Monday, May 24, 2010

One Beginning Leads to Another

Some of the greatest memories I have are of when my mother would check me out of school early and we would take off and go somewhere. It could just be to the movies, or even back home, but occasionally, she'd surprise me with mini trips over the weekend.

Once, she picked me up with nothing packed at all. We drove for a while, then stopped at a thrift store. She said "pick yourself out a swimming suit. We're going to the beach!"
I laughed and played in the sun and ocean all weekend long, and my mother was my hero for this wonderful memory.

I'm not sure what it was first that caused me to get bitten by the travel bug. The easy answer would be to say that it's genetic; my mother is the same way. Always traveling, always craving new sights. Maybe it was the trip we took the summer I turned 14, a cross country road trip from Mississippi to California. Or the other trip right before college, through the Great Smoky Mountains of TN and NC. My first international travel (besides vacations here and there in Mexico) was in the summer of 2005, when I went on a missions trip to India. My time there changed me. From waking up to the sound of native tongues and clanking dishes, to the hot, stifling heat of New Delhi, to the unmistakable, mouth-watering scent of red curry hanging in the air.

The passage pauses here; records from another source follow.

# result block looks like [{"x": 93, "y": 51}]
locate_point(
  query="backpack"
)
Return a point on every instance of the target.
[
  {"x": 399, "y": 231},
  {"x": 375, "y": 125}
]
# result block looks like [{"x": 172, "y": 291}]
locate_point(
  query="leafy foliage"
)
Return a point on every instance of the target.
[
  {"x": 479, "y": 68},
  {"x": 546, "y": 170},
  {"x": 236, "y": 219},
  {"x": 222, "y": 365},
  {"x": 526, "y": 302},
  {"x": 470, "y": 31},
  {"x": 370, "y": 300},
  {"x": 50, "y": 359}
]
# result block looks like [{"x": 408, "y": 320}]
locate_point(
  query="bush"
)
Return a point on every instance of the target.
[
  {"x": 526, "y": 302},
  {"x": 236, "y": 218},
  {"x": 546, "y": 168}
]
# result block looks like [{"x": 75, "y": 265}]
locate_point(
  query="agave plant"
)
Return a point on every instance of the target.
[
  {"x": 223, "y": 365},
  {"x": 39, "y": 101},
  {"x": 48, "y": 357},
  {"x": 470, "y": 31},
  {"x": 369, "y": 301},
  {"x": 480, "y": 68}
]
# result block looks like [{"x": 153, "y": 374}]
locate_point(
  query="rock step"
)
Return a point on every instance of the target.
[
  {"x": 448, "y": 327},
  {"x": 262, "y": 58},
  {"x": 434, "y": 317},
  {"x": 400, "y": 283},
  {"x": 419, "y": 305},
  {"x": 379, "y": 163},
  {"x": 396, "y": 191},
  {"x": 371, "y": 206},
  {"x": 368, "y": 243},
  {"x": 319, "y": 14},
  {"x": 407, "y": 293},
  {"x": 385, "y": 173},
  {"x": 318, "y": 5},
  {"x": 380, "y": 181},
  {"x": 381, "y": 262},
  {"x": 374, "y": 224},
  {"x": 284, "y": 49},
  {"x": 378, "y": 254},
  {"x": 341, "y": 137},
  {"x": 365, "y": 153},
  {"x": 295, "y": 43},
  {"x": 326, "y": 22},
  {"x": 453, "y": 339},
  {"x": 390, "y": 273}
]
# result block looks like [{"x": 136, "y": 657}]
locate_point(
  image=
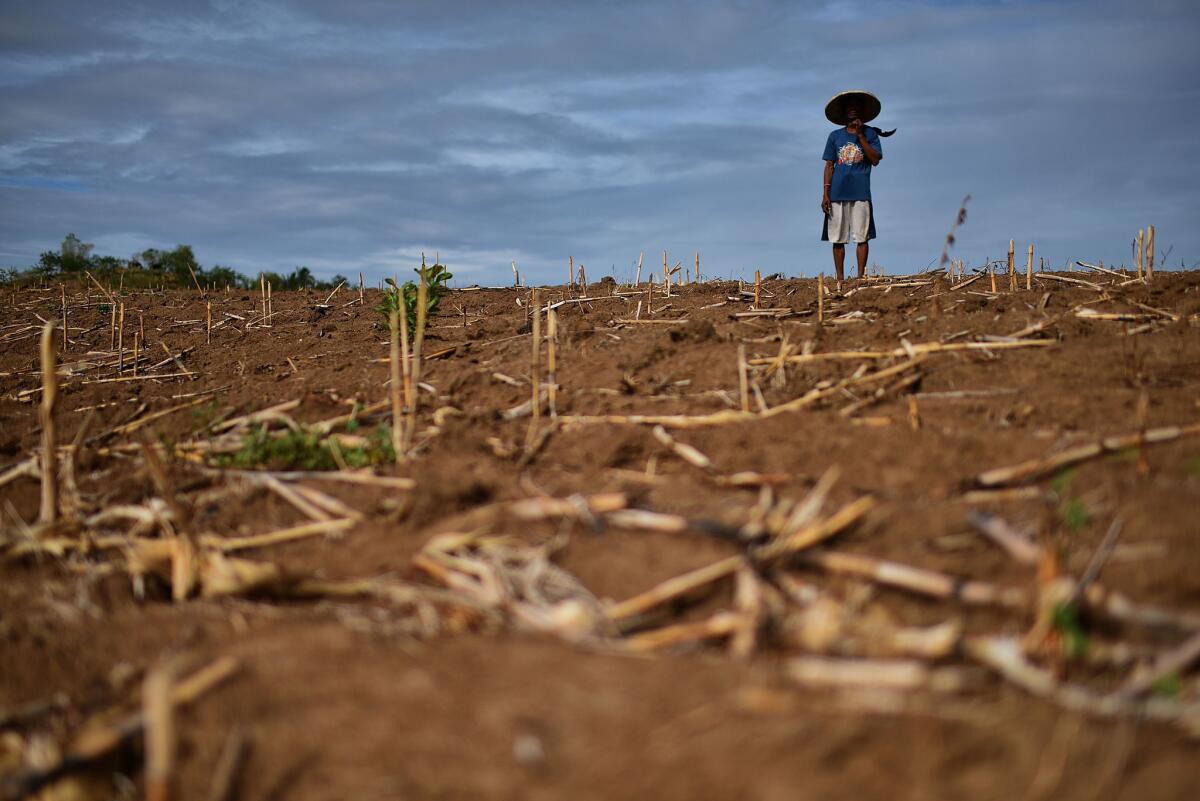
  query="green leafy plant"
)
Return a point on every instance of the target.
[
  {"x": 1074, "y": 638},
  {"x": 1075, "y": 515},
  {"x": 436, "y": 277},
  {"x": 1062, "y": 481},
  {"x": 306, "y": 450}
]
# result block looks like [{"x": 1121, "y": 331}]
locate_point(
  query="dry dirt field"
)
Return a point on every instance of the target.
[{"x": 469, "y": 624}]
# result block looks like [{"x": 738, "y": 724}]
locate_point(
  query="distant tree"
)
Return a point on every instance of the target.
[
  {"x": 49, "y": 262},
  {"x": 300, "y": 278},
  {"x": 220, "y": 276},
  {"x": 178, "y": 262},
  {"x": 76, "y": 254}
]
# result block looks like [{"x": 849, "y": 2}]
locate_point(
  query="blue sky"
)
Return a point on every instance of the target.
[{"x": 352, "y": 136}]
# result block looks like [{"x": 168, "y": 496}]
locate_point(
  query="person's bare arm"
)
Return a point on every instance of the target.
[
  {"x": 826, "y": 205},
  {"x": 859, "y": 130}
]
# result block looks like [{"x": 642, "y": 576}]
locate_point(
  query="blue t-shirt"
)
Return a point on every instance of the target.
[{"x": 851, "y": 170}]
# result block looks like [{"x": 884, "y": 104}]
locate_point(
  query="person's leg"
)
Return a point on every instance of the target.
[
  {"x": 838, "y": 227},
  {"x": 859, "y": 230}
]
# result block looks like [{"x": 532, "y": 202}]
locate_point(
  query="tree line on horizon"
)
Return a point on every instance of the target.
[{"x": 155, "y": 266}]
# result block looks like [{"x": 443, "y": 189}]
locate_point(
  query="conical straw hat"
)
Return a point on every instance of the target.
[{"x": 868, "y": 106}]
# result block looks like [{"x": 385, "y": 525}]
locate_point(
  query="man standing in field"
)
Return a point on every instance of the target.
[{"x": 850, "y": 154}]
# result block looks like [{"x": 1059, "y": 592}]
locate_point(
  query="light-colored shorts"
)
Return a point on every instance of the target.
[{"x": 850, "y": 221}]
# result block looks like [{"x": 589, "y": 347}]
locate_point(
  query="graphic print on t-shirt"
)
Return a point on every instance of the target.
[{"x": 850, "y": 154}]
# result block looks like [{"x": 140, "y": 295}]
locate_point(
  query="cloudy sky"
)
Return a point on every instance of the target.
[{"x": 354, "y": 134}]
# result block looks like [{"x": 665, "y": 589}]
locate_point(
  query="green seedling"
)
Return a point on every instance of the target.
[
  {"x": 1075, "y": 515},
  {"x": 1074, "y": 638},
  {"x": 305, "y": 450},
  {"x": 1062, "y": 481},
  {"x": 436, "y": 277}
]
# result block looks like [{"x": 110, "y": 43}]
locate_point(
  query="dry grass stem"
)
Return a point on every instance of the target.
[
  {"x": 48, "y": 513},
  {"x": 1038, "y": 468}
]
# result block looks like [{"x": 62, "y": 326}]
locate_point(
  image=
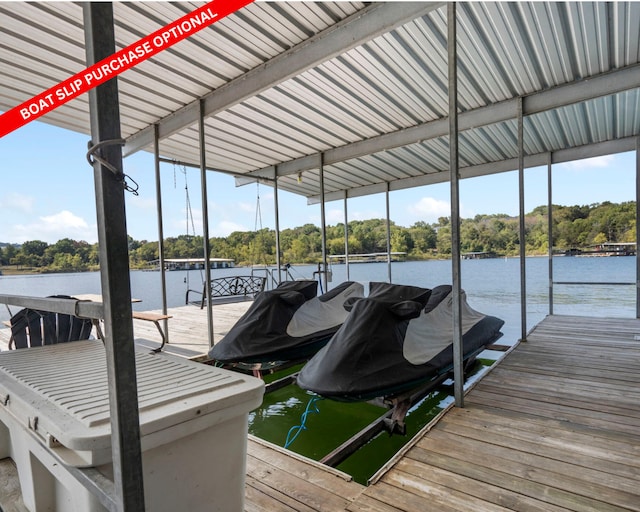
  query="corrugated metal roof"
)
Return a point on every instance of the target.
[{"x": 280, "y": 94}]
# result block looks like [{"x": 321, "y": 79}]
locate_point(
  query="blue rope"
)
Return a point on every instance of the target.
[{"x": 291, "y": 436}]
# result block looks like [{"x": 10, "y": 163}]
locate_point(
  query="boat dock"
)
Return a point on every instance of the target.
[{"x": 554, "y": 426}]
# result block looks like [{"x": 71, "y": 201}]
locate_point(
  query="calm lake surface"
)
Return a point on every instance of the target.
[{"x": 492, "y": 287}]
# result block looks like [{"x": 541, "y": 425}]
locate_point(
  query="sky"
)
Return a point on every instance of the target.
[{"x": 47, "y": 193}]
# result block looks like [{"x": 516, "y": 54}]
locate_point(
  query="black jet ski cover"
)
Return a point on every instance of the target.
[
  {"x": 384, "y": 347},
  {"x": 285, "y": 324}
]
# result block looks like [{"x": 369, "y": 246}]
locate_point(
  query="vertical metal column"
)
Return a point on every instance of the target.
[
  {"x": 637, "y": 221},
  {"x": 114, "y": 266},
  {"x": 550, "y": 228},
  {"x": 324, "y": 225},
  {"x": 386, "y": 195},
  {"x": 205, "y": 221},
  {"x": 523, "y": 240},
  {"x": 346, "y": 236},
  {"x": 163, "y": 277},
  {"x": 458, "y": 373},
  {"x": 277, "y": 221}
]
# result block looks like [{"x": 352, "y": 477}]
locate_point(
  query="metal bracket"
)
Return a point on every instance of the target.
[{"x": 93, "y": 155}]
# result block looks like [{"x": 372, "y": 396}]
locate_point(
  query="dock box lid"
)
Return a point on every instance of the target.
[{"x": 60, "y": 392}]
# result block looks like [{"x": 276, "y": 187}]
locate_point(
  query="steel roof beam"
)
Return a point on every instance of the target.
[
  {"x": 366, "y": 24},
  {"x": 539, "y": 159},
  {"x": 556, "y": 97}
]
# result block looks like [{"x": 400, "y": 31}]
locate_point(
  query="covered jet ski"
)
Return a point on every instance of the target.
[
  {"x": 389, "y": 345},
  {"x": 286, "y": 324}
]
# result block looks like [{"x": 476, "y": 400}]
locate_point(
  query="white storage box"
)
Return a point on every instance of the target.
[{"x": 193, "y": 420}]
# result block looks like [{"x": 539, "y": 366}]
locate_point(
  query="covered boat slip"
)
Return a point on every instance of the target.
[
  {"x": 338, "y": 100},
  {"x": 553, "y": 427}
]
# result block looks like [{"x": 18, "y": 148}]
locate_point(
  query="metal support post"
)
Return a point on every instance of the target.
[
  {"x": 523, "y": 237},
  {"x": 114, "y": 265},
  {"x": 324, "y": 226},
  {"x": 458, "y": 372},
  {"x": 550, "y": 228},
  {"x": 205, "y": 220},
  {"x": 163, "y": 277},
  {"x": 637, "y": 221},
  {"x": 346, "y": 236},
  {"x": 277, "y": 221},
  {"x": 386, "y": 195}
]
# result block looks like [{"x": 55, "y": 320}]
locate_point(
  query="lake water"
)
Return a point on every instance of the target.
[{"x": 492, "y": 287}]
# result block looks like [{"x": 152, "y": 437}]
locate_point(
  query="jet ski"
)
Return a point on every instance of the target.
[
  {"x": 289, "y": 323},
  {"x": 393, "y": 341}
]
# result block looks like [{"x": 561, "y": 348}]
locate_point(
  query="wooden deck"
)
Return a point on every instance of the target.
[{"x": 554, "y": 427}]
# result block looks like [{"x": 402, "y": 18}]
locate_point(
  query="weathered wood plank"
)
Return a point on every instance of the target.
[
  {"x": 555, "y": 426},
  {"x": 308, "y": 495},
  {"x": 502, "y": 477},
  {"x": 260, "y": 497},
  {"x": 486, "y": 493},
  {"x": 366, "y": 503},
  {"x": 408, "y": 476},
  {"x": 407, "y": 501},
  {"x": 313, "y": 473},
  {"x": 540, "y": 469}
]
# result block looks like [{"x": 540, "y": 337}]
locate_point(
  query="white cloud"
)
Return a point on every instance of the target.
[
  {"x": 55, "y": 227},
  {"x": 597, "y": 161},
  {"x": 247, "y": 207},
  {"x": 17, "y": 202},
  {"x": 429, "y": 209}
]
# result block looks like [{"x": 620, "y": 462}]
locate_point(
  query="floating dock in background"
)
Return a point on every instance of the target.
[{"x": 554, "y": 426}]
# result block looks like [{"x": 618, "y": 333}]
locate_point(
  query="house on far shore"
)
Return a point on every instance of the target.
[
  {"x": 612, "y": 249},
  {"x": 478, "y": 255},
  {"x": 191, "y": 263}
]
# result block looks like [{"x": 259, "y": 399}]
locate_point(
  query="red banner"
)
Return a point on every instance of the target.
[{"x": 117, "y": 63}]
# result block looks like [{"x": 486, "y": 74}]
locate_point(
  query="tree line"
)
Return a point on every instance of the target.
[{"x": 574, "y": 227}]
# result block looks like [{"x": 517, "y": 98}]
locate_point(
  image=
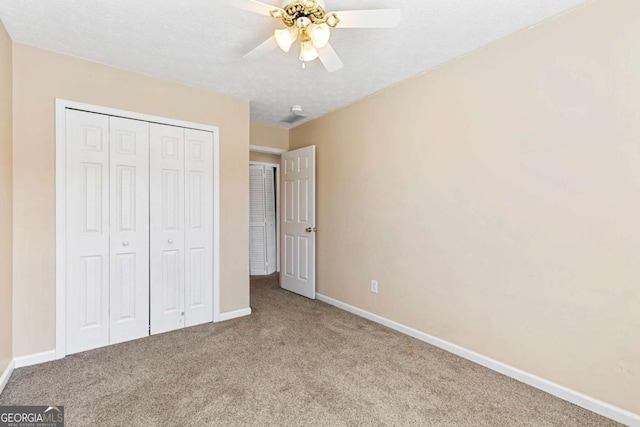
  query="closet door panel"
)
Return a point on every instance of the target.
[
  {"x": 87, "y": 217},
  {"x": 129, "y": 224},
  {"x": 167, "y": 252},
  {"x": 257, "y": 227},
  {"x": 198, "y": 227}
]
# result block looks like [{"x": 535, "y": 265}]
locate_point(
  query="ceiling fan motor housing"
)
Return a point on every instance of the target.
[{"x": 314, "y": 10}]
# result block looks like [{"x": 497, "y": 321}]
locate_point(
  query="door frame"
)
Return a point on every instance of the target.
[
  {"x": 61, "y": 105},
  {"x": 277, "y": 184}
]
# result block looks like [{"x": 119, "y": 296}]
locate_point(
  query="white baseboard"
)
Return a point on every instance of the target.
[
  {"x": 234, "y": 314},
  {"x": 577, "y": 398},
  {"x": 34, "y": 359},
  {"x": 4, "y": 378}
]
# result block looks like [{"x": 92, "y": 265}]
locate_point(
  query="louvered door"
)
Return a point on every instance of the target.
[{"x": 257, "y": 225}]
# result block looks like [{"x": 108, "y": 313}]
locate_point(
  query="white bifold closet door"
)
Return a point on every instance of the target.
[
  {"x": 107, "y": 261},
  {"x": 181, "y": 170},
  {"x": 262, "y": 225}
]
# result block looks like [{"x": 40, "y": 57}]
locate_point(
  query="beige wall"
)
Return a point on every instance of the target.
[
  {"x": 6, "y": 199},
  {"x": 269, "y": 136},
  {"x": 40, "y": 77},
  {"x": 264, "y": 157},
  {"x": 497, "y": 201}
]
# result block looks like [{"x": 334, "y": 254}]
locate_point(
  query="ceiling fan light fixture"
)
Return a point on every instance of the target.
[
  {"x": 319, "y": 34},
  {"x": 307, "y": 51},
  {"x": 332, "y": 19},
  {"x": 286, "y": 37}
]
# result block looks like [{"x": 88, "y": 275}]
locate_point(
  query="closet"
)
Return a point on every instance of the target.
[
  {"x": 139, "y": 229},
  {"x": 263, "y": 234}
]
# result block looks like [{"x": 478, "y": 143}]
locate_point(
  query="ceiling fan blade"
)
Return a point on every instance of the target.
[
  {"x": 380, "y": 18},
  {"x": 262, "y": 50},
  {"x": 252, "y": 6},
  {"x": 330, "y": 58}
]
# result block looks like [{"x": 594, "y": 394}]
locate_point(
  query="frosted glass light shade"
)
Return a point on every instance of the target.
[
  {"x": 319, "y": 34},
  {"x": 286, "y": 37}
]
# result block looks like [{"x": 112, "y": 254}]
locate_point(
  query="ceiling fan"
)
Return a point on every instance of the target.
[{"x": 310, "y": 23}]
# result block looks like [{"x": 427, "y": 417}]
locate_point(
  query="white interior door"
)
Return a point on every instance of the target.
[
  {"x": 87, "y": 231},
  {"x": 198, "y": 227},
  {"x": 129, "y": 229},
  {"x": 299, "y": 220},
  {"x": 257, "y": 225},
  {"x": 167, "y": 227},
  {"x": 270, "y": 218}
]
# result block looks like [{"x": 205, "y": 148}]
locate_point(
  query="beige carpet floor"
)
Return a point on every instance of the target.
[{"x": 293, "y": 362}]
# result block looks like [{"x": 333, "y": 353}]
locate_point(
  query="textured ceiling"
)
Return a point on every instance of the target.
[{"x": 201, "y": 43}]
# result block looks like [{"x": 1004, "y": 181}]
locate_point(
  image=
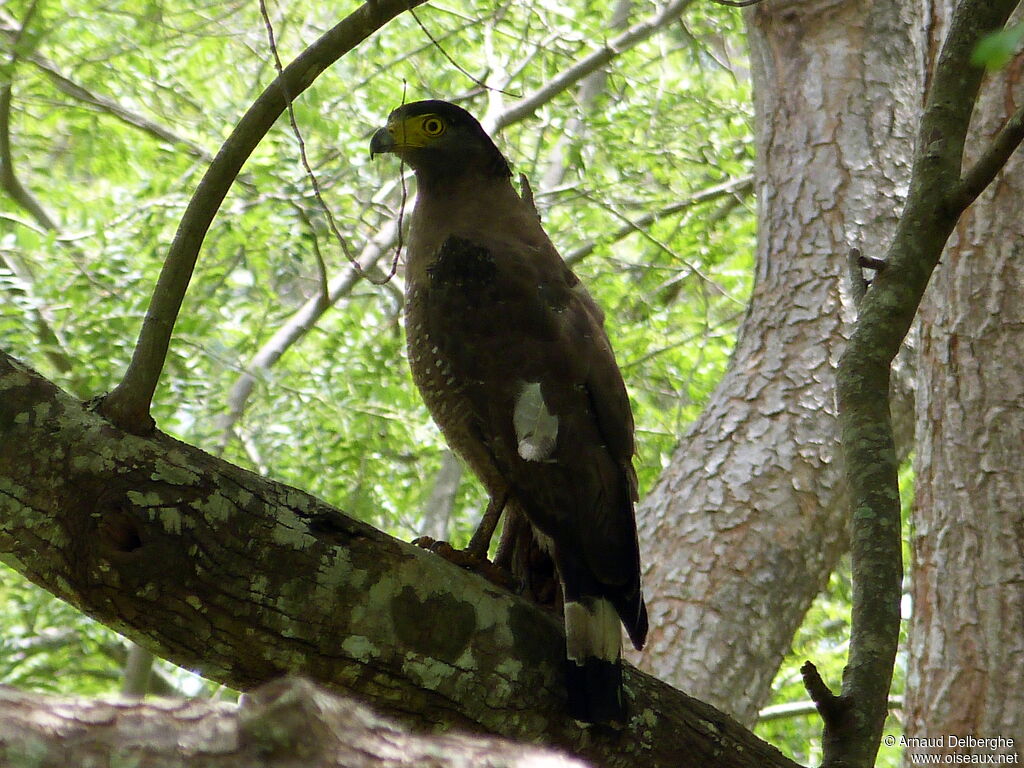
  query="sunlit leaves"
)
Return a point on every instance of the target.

From there, my heart for international missions grew into this bubbling inside of me that would not go away. The type of zeal and exuberance that would lead me to smile at every Indian I saw, and crave to be reunited with the orphan children I played with in the market. It is a feeling I can't describe, but if you could take the feeling I have when I see a plane take off, slowly making its way away from the clouds...bottle that up, and that would be this feeling. The way the song "Ventura Highway" by America makes me feel. The way I felt when I finished the books "On the Road" and "Into the Wild." The way I felt when we drove across the New Mexico desert on that trip at 14. How my dreams of hitchiking across the U.S. and taking care of children in other countries make me feel. It is all the same.

Whether here or there, it will always be the same.